Elevated serum thymidine kinase activity in patients with acute viral hepatitis.

To evaluate the clinical applications of serum thymidine kinase (TK) activity, we compared the results obtained with this parameter with those of other liver function tests in 27 patients with acute viral hepatitis and 16 normal controls. In those in the acute stage, the serum TK activity increased significantly to 55.5 +/- 66.5 U/L. There was no significant correlation between serum TK activity and findings for serum albumin, bilirubin, alkaline phosphatase or r-glutamyl transpeptidase.
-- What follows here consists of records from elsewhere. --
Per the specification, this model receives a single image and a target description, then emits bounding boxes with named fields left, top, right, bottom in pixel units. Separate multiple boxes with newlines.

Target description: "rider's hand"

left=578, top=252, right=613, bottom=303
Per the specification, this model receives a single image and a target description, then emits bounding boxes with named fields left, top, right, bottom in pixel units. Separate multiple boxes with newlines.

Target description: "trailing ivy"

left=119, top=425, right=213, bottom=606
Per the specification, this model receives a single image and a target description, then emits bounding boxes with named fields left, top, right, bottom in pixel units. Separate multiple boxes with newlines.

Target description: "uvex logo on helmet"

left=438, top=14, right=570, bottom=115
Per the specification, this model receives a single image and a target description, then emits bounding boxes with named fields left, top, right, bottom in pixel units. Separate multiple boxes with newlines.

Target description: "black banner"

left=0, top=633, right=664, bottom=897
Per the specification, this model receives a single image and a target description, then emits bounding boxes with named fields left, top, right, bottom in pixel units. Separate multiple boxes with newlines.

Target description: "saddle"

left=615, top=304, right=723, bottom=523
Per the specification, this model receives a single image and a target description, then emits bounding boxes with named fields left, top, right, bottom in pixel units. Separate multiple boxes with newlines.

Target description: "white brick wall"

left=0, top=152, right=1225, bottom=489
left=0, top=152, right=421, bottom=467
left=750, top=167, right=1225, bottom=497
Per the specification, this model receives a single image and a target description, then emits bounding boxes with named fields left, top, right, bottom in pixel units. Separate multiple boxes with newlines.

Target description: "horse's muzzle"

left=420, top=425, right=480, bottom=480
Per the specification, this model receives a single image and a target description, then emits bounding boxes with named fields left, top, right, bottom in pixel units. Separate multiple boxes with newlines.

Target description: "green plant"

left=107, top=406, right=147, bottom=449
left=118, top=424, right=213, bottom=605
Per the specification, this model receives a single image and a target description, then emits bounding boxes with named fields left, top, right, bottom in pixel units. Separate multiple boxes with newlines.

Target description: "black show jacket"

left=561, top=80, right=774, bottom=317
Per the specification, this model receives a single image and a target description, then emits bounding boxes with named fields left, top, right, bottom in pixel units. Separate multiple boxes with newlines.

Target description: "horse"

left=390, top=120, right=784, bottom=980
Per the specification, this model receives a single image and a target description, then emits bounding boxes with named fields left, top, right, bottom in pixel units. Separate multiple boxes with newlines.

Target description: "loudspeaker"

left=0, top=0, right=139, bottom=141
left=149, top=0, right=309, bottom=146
However, it did correlate significantly well with the serum activity of aspartate aminotransferase (AST) (r = 0.621, P < 0.01), alanine aminotransferase (ALT) (r = 0.551, P < 0.01), and lactate dehydrogenase (LDH) (r = 0.620, P < 0.01). Serum TK activity reached higher than 70 U/L in 8 of 11 patients with hepatitis A; however, no patients with the other types of hepatitis reached such a high level. During the recovery stage, the serum TK activity decreased significantly to 5.9 +/- 1.7 U/L (P < 0.01), and did not correlate with AST, ALT, LDH or other conventional liver function parameters. The data suggest that an elevation of serum TK in patients with acute viral hepatitis results from hepatocellular damage. A marked elevation of serum TK activity may thus provide a marker for acute hepatitis A infection.